Thanks for the very comprehensive review on generalisation!
As a historical note / broader context, the worry about model class over-expressivity has been there in the early days of Machine Learning. There was a mistrust of large blackbox models like random forest and SVM and their unusually low test or even cross-validation loss, citing ability of the models to fit noise. Breiman frank commentary back in 2001, "Statistical Modelling: The Two Cultures", touch on this among other worries about ML models. The success of ML has turn this worry into the generalisation puzzle. Zhang et. al. 2017 being a call to arms when DL greatly exacerbated the scale and urgency of this problem.

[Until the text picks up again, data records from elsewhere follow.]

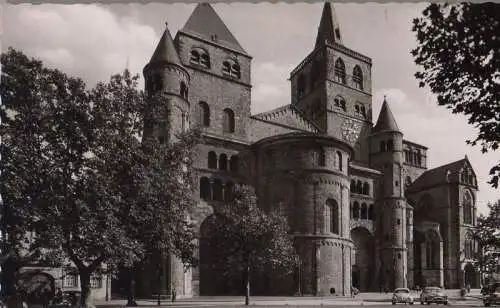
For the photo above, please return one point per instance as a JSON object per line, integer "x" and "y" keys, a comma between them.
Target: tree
{"x": 247, "y": 238}
{"x": 78, "y": 169}
{"x": 487, "y": 235}
{"x": 459, "y": 56}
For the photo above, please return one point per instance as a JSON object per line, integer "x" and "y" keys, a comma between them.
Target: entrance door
{"x": 356, "y": 277}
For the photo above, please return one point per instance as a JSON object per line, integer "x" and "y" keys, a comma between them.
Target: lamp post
{"x": 107, "y": 286}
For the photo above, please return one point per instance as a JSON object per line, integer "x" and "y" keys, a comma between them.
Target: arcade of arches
{"x": 362, "y": 260}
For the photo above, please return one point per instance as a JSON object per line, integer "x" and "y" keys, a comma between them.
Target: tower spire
{"x": 165, "y": 51}
{"x": 386, "y": 121}
{"x": 329, "y": 28}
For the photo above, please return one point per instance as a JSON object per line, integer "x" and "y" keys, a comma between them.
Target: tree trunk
{"x": 85, "y": 299}
{"x": 247, "y": 291}
{"x": 131, "y": 288}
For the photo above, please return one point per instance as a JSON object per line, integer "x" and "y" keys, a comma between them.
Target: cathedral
{"x": 363, "y": 208}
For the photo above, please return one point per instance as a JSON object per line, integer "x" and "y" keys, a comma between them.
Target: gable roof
{"x": 206, "y": 24}
{"x": 438, "y": 175}
{"x": 289, "y": 116}
{"x": 386, "y": 121}
{"x": 329, "y": 29}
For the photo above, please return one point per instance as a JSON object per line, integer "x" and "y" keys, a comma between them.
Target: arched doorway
{"x": 418, "y": 241}
{"x": 212, "y": 280}
{"x": 471, "y": 276}
{"x": 363, "y": 259}
{"x": 38, "y": 287}
{"x": 355, "y": 277}
{"x": 216, "y": 276}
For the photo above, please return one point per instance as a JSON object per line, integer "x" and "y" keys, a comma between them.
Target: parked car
{"x": 402, "y": 295}
{"x": 491, "y": 295}
{"x": 433, "y": 295}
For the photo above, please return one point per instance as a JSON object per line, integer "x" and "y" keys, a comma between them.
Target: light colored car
{"x": 492, "y": 295}
{"x": 433, "y": 295}
{"x": 402, "y": 295}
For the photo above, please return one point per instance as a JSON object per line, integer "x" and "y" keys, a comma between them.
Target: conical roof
{"x": 329, "y": 28}
{"x": 165, "y": 52}
{"x": 386, "y": 121}
{"x": 205, "y": 23}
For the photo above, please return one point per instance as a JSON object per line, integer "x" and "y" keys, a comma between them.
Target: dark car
{"x": 433, "y": 295}
{"x": 491, "y": 295}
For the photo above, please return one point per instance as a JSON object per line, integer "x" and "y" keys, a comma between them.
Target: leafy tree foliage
{"x": 487, "y": 235}
{"x": 248, "y": 238}
{"x": 459, "y": 56}
{"x": 78, "y": 170}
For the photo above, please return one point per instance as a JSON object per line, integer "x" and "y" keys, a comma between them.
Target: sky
{"x": 94, "y": 41}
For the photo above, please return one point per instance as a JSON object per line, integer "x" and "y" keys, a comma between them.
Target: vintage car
{"x": 433, "y": 295}
{"x": 402, "y": 295}
{"x": 491, "y": 295}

I agree with the post that approximation-generalisation-optimisation is very much entangled in this puzzle. The question should by why a model + training algorithm combo is likely to select generalising solutions among many other solutions (i.e. those with good training fit) and not just whether the best fit model generalise, whether particular optimisation algorithm can find it or how simple the model class is.
SLT gave the answer that models with very singular solutions + bayesian training will generalise very well. This still leaves open the questions of why DL models on "natural" datasets has very singular solutions and how much does the bayesian results tell us about DL models with SGD-type training.
Naive optimism: hopefully progress towards a strong resolution to the generalisation puzzle give us understanding enough to gain control on what kind of solutions are learned. And one day we can ask for more than generalisation, like "generalise and be safe".
Thanks for this sequence and great exposition!